Algorithms to compute the Wasserstein distance between two discrete probability measures.

2.6k Views Asked by At

Let $\mu$ & $\nu$ be a pair of discrete probability measures on $\mathbb{R}^d$ defined by

$$\mu = \frac{1}{n}\sum_{i=1}^n \delta_{x_i} \quad ;\quad \nu= \frac{1}{n}\sum_{i=1}^n \delta_{y_i}$$

where $x_i, y_i \in \mathbb{R}^d$. We can think of $\mu$ and $\nu$ as denoting two distributions of $n$ shipping crates on $\mathbb{R}^d$ where crates have equal mass and can be stacked on top of one another. I want to find an algorithm to compute the Wasserstein distance between $\mu$ and $\nu$. The Wasserstein distance is given by

$$ W_p(\mu,\nu) = \min_{\sigma \in S_n} \left\{ \frac{1}{n} \sum_{i=1}^n |x_i-y_{\sigma(i)} |^p \right\}. \hskip20pt (*)$$

I.e. The Wasserstein distance gives the minimum cost necessary to move all crates from distribution $\mu$ to distribution $\nu$, where the cost for moving a crate from $x$ to $y$ in this case is $\frac{1}{n}|x - y|^p$. See e.g. Villani - Topics in Optimal Transport Theory, page 5.

The minimizer clearly exists because $S_n$ is finite, but (at least naively) it seems to be difficult to compute in practice because $|S_n| = n!$. Looking online I find some hints that the problem might be solvable in polynomial time, but I become stooped in complicated general theory which does not immediately seem to apply to this problem. I am not familiar with either optimal transport theory or optimization. I am most interested in the case $p=1$, though the cases $p\in(1,\infty)$ are also of interest.
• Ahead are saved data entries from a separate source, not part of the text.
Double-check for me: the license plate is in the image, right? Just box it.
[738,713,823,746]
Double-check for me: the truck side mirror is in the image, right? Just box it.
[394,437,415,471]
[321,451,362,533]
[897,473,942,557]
Can anyone provide either:

(i) An account of existing theory/algorithms for computing (*), ideally in the case $p=1$ but also possibly for general $p\in[1,\infty)$, or

(ii) Some clear references covering (i).

Many thanks! A.

1

There are 1 best solutions below

4
On BEST ANSWER

In your case this could be seen as an instance of the Assignment Problem, which you can solve using the Hungarian Method in $\mathcal{O}(n^3)$.